1. Open attached html page.
2. Click "Select destination directory".
3. Choose your Downloads folder in the resulting directory picker.

Unknown to the user, they have actually chosen a directory in an HTML5 directory input element, and the (untrusted) webpage now has read access to all the files in the directory you selected (including subdirectories) via the File API.

While particularly savvy web/browser developers might understand that web pages don't usually provide their own UI for choosing a download directory, I expect the vast majority of users would fall for this simple spoofing attack.

This is particularly fun if you chose to download it to your Documents or Desktop folder, but I suspect most users have plenty enough confidential documents in their Downloads folders that those alone would be rich pickings for would-be attackers.

The concept was mentioned to me by a penetration tester, @glynwintle, so I think this can be considered "in the wild".
35.4 KB View Download

Comment 2 by, Jun 21 2013

Labels: -OS-Linux -OS-Mac -OS-Chrome -OS-Windows OS-All

Comment 3 by, Jun 21 2013

Labels: M-27 Security_Severity-Medium Security_Impact-Beta Security_Impact-Stable

Comment 4 by, Jun 21 2013

@abarth: do we know who is the lead for HTML5 input types, and/or HTML5 file input with directory upload?

Comment 5 by, Jun 21 2013

On Linux, the file dialog says just "Select Folder"... I wonder if we have control of that string to say something more forceful?

Comment 6 by, Jun 21 2013

Labels: reward-topanel

Comment 7 by, Jun 25 2013

webkitdirectory was made by johnnyg@, but he is not a member of Chrome team any more.

It seems webkitdirectory attribute doesn't work on Android.

Comment 8 by, Jun 26 2013

Is this feature needed anymore ??? Was added in

Comment 9 by, Jun 27 2013

tkent@, thoughts on keeping this non-standard webkitdirectory around ?

Comment 10 by, Jun 27 2013

Labels: -Cr-Blink-Forms Cr-Blink-Storage-FileSystem
Can anyone involved with the file api shed some light on this?

Comment 11 by, Jun 28 2013

webkitdirectory is being used in Drive's Folder upload UI.  A similar trick can be used for files too, though directories could have bigger impact.  I remember there was a local discussion whether we should show an infobar or more alarming UI for file/folder upload.

The 'Select Folder' string looks to be coming from here:

Comment 12 by, Jun 28 2013

Status: Assigned
Thanks, kinuko@.

Is there a compelling reason to keep webkitdirectory in the project?

And either way, can you take on this bug or else help find a better owner?

Comment 13 by, Jul 1 2013

I'm reaching out customers of this feature (i.e.

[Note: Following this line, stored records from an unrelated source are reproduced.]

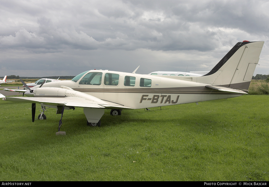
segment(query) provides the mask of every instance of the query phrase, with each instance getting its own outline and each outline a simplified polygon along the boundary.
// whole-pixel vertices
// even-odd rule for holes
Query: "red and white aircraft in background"
[[[12,81],[6,81],[6,75],[5,76],[3,80],[0,79],[0,86],[1,86],[1,84],[3,84],[5,83],[8,83],[9,82],[12,82]]]

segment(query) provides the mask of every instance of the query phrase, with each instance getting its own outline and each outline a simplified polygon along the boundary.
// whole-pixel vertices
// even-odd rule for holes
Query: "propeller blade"
[[[25,83],[22,80],[22,79],[20,78],[20,82],[22,82],[22,83],[24,85],[24,86],[26,87],[26,88],[27,88],[27,89],[29,89],[29,90],[30,91],[30,93],[32,93],[33,92],[33,90],[31,90],[31,89],[30,89],[30,88],[29,88],[29,87],[28,86],[27,86],[27,85],[26,85],[26,84],[25,84]]]
[[[34,117],[36,115],[36,103],[32,103],[32,121],[34,121]]]

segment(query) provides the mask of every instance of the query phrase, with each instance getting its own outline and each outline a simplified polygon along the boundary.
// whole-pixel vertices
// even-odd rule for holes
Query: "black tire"
[[[41,116],[41,114],[40,114],[38,115],[38,117],[37,117],[37,119],[47,119],[47,117],[46,117],[46,115],[45,115],[44,114],[43,114],[43,115],[42,115],[42,117],[41,117],[41,119],[40,119],[40,117]]]
[[[121,110],[112,109],[110,110],[110,115],[111,116],[120,116],[121,115]]]
[[[96,127],[96,126],[100,127],[101,125],[101,120],[99,120],[99,121],[97,123],[89,123],[88,122],[88,120],[87,120],[87,125],[88,126],[90,126],[91,127]]]

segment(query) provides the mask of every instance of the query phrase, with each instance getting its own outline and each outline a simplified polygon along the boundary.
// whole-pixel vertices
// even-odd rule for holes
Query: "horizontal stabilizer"
[[[224,86],[206,86],[206,87],[208,88],[213,89],[214,90],[217,90],[219,91],[221,91],[222,92],[233,92],[242,94],[247,94],[247,93],[246,92],[245,92],[241,90],[233,88],[229,88],[228,87],[224,87]]]
[[[25,93],[28,90],[24,90],[22,89],[9,89],[8,88],[5,88],[4,89],[5,91],[7,91],[9,92],[21,92],[22,93]]]

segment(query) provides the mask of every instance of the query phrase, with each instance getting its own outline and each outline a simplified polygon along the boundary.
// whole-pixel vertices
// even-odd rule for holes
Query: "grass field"
[[[0,181],[268,181],[268,102],[249,95],[107,110],[100,127],[77,108],[65,111],[66,135],[56,136],[55,109],[33,123],[30,104],[1,100]]]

Drive Web UI and upload library folks) to ask about the impact of feature deprecation.

Related questions: how critical is this issue considered in security context?  In the end we still ask the user to pick a folder.  Is changing the "Select Folder" label on the folder picker acceptable?  (While I can imagine deprecation would be preferable)

Comment 14 by, Jul 1 2013

On Linux, the dialog title is "Select Folder", and the dialog's confirm button is labelled "Open".

On OS X, there is no dialog title (it slides out of the omnibox / bookmark bar), and the dialog's confirm button is labelled "Select".

On Chrome OS, the dialog title is "Select a folder to open", and the dialog's confirm button is labelled "Open".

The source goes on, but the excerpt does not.